Zhao Ying, Lei Ting, Ge Xin, Fan Liumeizi, He Yinbin, Yu Zhou, Hu Sheng
Department of Anesthesiology and Perioperative Medicine, Xi'an People's Hospital (Xi'an Fourth Hospital), Northwest University, Xi'an, Shaanxi Province, China.
Department of Stomatology, Xi'an People's Hospital (Xi'an Fourth Hospital), Northwest University, Xi'an, Shaanxi, China.
Cell Commun Signal. 2025 Jul 25;23(1):354. doi: 10.1186/s12964-025-02365-y.
Mechanosensitive thrombospondins (TSPs), a class of extracellular matrix (ECM) glycoproteins, have garnered increasing attention for their pivotal roles in transducing mechanical cues into biochemical signals during tissue adaptation and disease progression. This review delineates the context-dependent functions of TSP isoforms in cardiovascular homeostasis maintenance, cardiovascular remodeling, musculoskeletal adaptation, and pathologies linked to ECM stiffening, including fibrosis and tumorigenesis. Mechanistically, biomechanical stimuli regulate the expression of TSPs, enabling their interaction with transmembrane receptors and the activation of downstream effectors to orchestrate cellular responses. Under physiological mechanical stimuli, TSP-1 exhibits low-level expression, contributing to the maintenance of cardiovascular homeostasis. Conversely, under pathological mechanical stimuli, upregulated TSP-1 expression activates downstream signaling pathways. This leads to aberrant migration, proliferation, adhesion of cardiovascular cells, and collagen deposition, ultimately resulting in diseases including but not limited to atherosclerosis, pulmonary arterial hypertension (PAH), and myocardial fibrosis. In load-bearing musculoskeletal tissues, TSP-1 facilitates the mechanical adaptation of skeletal muscle and promotes cortical bone formation, whereas TSP-2 regulates chondrogenic differentiation. Within fibrotic and neoplastic tissues characterized by altered matrix stiffness, TSP-1 and - 2 exacerbates tissue fibrosis and tumor progression through transforming growth factor-β (TGF-β)-mediated signaling pathways. These findings establish TSPs as critical mechanochemical switches that govern tissue homeostasis and maladaptation. Clinically, the isoform-specific expression patterns of TSPs correlate with disease severity in atherosclerosis, osteoarthritis, and fibrotic tissues, highlighting their potential as mechanobiological biomarkers. Therapeutically, targeting force-sensitive TSP-receptor interfaces or mimicking their conformational changes under mechanical loading offers innovative strategies for treating mechanopathologies. This review provides a framework for understanding TSP-mediated mechanotransduction across scales, bridging molecular insights for translational applications in mechanopharmacology and ECM-targeted regenerative therapies.

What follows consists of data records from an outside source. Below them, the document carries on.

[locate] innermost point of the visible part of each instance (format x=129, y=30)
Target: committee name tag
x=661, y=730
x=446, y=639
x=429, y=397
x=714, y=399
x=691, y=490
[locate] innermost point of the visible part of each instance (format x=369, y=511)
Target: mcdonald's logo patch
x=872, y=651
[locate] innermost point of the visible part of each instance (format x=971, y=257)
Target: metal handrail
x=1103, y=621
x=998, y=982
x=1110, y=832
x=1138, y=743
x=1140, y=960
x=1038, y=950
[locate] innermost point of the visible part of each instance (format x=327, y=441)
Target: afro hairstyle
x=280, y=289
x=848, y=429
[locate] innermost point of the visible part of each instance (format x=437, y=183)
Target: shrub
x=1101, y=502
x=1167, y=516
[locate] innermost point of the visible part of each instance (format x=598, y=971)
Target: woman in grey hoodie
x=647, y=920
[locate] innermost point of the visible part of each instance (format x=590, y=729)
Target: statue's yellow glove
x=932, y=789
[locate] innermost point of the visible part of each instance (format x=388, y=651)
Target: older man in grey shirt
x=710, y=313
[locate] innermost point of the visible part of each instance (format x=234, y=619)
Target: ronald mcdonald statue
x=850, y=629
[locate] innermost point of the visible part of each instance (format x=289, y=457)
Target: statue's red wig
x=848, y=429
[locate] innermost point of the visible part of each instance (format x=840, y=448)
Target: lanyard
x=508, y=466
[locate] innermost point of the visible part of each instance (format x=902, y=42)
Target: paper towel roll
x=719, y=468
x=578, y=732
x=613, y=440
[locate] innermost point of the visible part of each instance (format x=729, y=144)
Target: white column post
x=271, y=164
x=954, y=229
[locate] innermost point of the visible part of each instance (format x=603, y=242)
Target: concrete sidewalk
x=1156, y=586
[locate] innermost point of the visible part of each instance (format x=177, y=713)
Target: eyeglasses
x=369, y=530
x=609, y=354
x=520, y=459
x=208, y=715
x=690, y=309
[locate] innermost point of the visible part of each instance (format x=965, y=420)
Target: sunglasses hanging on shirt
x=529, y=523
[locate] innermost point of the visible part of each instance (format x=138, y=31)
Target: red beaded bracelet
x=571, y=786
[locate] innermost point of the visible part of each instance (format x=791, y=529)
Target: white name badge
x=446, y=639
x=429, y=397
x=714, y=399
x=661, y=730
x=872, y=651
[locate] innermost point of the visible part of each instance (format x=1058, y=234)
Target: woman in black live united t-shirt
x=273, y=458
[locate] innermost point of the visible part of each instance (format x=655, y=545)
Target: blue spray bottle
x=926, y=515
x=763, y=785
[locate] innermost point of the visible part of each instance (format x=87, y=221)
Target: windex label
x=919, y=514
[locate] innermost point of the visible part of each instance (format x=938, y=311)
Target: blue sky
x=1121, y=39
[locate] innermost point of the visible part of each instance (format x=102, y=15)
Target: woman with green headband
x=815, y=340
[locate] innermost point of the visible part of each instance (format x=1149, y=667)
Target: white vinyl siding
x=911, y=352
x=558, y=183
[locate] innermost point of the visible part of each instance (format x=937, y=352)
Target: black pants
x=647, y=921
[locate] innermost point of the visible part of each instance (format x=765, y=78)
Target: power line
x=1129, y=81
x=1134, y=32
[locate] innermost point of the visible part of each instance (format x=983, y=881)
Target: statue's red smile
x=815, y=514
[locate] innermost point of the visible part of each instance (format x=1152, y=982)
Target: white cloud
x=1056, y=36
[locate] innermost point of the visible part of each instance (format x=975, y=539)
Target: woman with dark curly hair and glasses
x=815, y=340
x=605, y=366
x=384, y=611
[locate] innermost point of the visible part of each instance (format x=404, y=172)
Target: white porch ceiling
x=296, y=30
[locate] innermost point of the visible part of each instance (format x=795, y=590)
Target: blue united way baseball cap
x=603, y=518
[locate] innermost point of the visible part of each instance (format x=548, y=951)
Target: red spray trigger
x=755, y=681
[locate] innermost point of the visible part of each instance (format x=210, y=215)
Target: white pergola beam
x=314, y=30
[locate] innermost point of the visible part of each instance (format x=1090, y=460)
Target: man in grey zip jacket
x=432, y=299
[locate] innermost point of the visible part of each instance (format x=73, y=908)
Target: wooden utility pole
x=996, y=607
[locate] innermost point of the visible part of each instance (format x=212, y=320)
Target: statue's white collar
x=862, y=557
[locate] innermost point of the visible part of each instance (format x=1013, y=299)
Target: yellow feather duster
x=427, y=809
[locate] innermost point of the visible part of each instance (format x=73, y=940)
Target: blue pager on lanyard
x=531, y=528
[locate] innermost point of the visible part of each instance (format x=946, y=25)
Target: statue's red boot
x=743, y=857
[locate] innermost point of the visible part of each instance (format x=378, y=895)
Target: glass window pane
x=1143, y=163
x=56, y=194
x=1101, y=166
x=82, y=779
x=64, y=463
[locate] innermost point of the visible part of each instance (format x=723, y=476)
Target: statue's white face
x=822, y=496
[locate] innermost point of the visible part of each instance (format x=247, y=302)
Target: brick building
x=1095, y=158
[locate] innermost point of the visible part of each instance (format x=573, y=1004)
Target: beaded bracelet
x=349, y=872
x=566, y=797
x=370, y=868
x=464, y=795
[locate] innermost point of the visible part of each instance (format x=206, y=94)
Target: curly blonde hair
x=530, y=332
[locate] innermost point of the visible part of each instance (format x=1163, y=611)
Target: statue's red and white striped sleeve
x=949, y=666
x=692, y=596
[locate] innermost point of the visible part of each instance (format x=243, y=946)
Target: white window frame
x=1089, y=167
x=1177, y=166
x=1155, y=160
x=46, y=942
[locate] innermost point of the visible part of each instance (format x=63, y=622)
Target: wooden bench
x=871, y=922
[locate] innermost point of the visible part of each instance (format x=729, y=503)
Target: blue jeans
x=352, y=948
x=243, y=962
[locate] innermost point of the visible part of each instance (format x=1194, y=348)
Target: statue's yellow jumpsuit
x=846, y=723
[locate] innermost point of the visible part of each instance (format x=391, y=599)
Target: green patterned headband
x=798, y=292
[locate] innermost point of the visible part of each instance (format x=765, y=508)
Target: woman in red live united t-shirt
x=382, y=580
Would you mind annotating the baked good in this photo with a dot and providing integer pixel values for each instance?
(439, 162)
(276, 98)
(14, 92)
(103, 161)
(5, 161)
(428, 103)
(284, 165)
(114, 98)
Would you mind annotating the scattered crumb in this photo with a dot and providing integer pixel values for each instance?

机械敏感的血小板反应蛋白(TSPs)是一类细胞外基质(ECM)糖蛋白,因其在组织适应和疾病进展过程中将机械信号转化为生化信号方面的关键作用而受到越来越多的关注。本综述阐述了TSP亚型在维持心血管稳态、心血管重塑、肌肉骨骼适应以及与ECM硬化相关的病理过程(包括纤维化和肿瘤发生)中的上下文依赖性功能。从机制上讲,生物力学刺激调节TSPs的表达,使其能够与跨膜受体相互作用并激活下游效应器,从而协调细胞反应。在生理机械刺激下,TSP-1表达水平较低,有助于维持心血管稳态。相反,在病理机械刺激下,TSP-1表达上调会激活下游信号通路。这导致心血管细胞异常迁移、增殖、黏附以及胶原蛋白沉积,最终导致包括但不限于动脉粥样硬化、肺动脉高压(PAH)和心肌纤维化等疾病。在承重的肌肉骨骼组织中,TSP-1促进骨骼肌的机械适应并促进皮质骨形成,而TSP-2调节软骨生成分化。在以基质硬度改变为特征的纤维化和肿瘤组织中,TSP-1和-2通过转化生长因子-β(TGF-β)介导的信号通路加剧组织纤维化和肿瘤进展。这些发现确立了TSPs作为控制组织稳态和适应不良的关键机械化学开关。临床上,TSPs的亚型特异性表达模式与动脉粥样硬化、骨关节炎和纤维化组织中的疾病严重程度相关,突出了它们作为机械生物学生物标志物的潜力。在治疗方面,靶向力敏感的TSP-受体界面或模拟它们在机械负荷下的构象变化为治疗机械性疾病提供了创新策略。本综述提供了一个框架,用于理解跨尺度的TSP介导的机械转导,为机械药理学和ECM靶向再生疗法的转化应用提供分子见解。